Евгений Красницкий - Сотник (Часть 1-2)
– Добро, – Мишка решил довериться профессионалам
– Ну, вот и ладно. Начнем… гм, помолясь.
До чего уж там досовещался Арсений со своими, Мишка не знал, но подходя к полянке, где планировался допрос, невольно ожидал увидеть там душераздирающую картину, выдержанную в традициях фильмов о мрачном средневековье или уж, как вариант, киношных страшилок «про бандитов». И истерзанного пленника с выпученными глазами, подвешенного на дыбе, и палача с кошмарным инструментом, и соответствующие звуки да запахи…
Но, как выяснилось, ничего подобного планом Арсения не предусматривалось. На полянке вполне мирно были расстелены два потника (видимо, за неимением ковра или войлока), на одном стояла миска с едой и лежала баклажка, а второй, надо понимать, предназначался для сидения.
«Ну, прямо как для пикника все приготовлено».
Рядом с молодым дубком «режиссеры» пристроили обрубок бревна, подпертый толстыми ветками, чтобы лежал вплотную к стволу и не откатывался. И вот этот-то обрубок начисто снимал первоначальное мирное впечатление, потому что был сильно запачкан кровью и в нескольких местах на нем виднелись подпалины.

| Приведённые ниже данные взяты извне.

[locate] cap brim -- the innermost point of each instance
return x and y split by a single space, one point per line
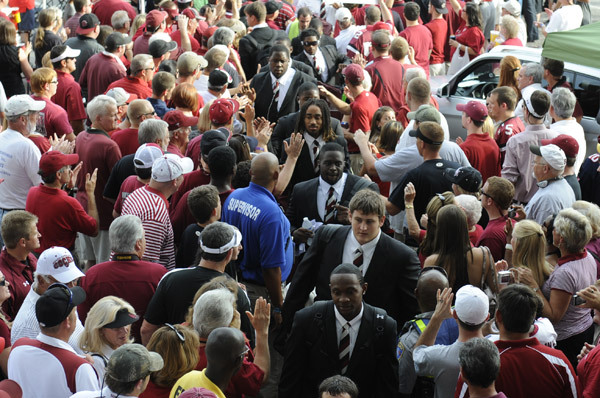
535 149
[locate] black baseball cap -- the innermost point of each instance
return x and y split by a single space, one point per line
55 305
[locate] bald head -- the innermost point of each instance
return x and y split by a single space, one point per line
427 287
264 169
224 348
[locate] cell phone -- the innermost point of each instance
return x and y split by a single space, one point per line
504 277
576 300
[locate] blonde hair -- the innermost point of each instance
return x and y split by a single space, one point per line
47 18
180 357
530 250
41 77
102 313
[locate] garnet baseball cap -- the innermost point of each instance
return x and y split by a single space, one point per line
20 104
354 74
472 305
158 48
132 362
55 305
146 154
177 119
565 142
87 23
155 17
474 109
52 161
170 166
222 110
58 262
467 178
552 154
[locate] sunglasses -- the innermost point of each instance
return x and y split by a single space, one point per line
180 335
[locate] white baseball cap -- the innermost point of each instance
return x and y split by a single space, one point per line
472 306
58 262
20 104
170 166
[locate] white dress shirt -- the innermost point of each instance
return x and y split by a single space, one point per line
368 249
309 140
340 322
285 81
323 193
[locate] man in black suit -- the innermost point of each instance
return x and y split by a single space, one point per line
325 198
314 122
253 46
341 336
325 61
287 124
390 267
277 89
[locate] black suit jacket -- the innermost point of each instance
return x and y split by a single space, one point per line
311 354
392 275
305 169
248 52
263 85
332 58
286 126
304 198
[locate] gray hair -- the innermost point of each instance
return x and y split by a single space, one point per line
563 101
119 19
534 70
574 228
471 206
214 309
124 232
99 106
140 62
151 130
479 361
223 35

Зловещий колорит декораций дополнительно усиливал и сам Дормидонт Заика, голый по пояс, невозмутимо поправляющий кузнечными клещами в костерке какие-то непонятные железки не слишком, впрочем, устрашающего вида.
Квалификацию «художника-постановщика» Мишка оценил: если подходить к месту допроса именно с той стороны, с которой шел он, то сначала глаз цеплялся за место «выпивающего и закусывающего», потом за окровавленный и обожженный обрубок бревна, и только после него – за Заику в образе палача. Все исполнено на должном уровне: контраст и негатив по нарастающей. Оценить-то Мишка оценил, но не впечатлился – и не такое видал (на экране, естественно, а не в жизни), да и Дормидонт, надо признать, до буреевских статей не дотягивал – тот-то одной своей внешностью был страшнее бормашины.
«Так, а где тут дыба, испанский сапог и прочие девайсы-гаджеты папы Мюллера и дедушки Торквемады? Что-то бедновато у специалистов с инструментом. И это все? Впрочем, им виднее. А Арсений, надо понимать, чего-то придумал – вон черти в глазах так и прыгают».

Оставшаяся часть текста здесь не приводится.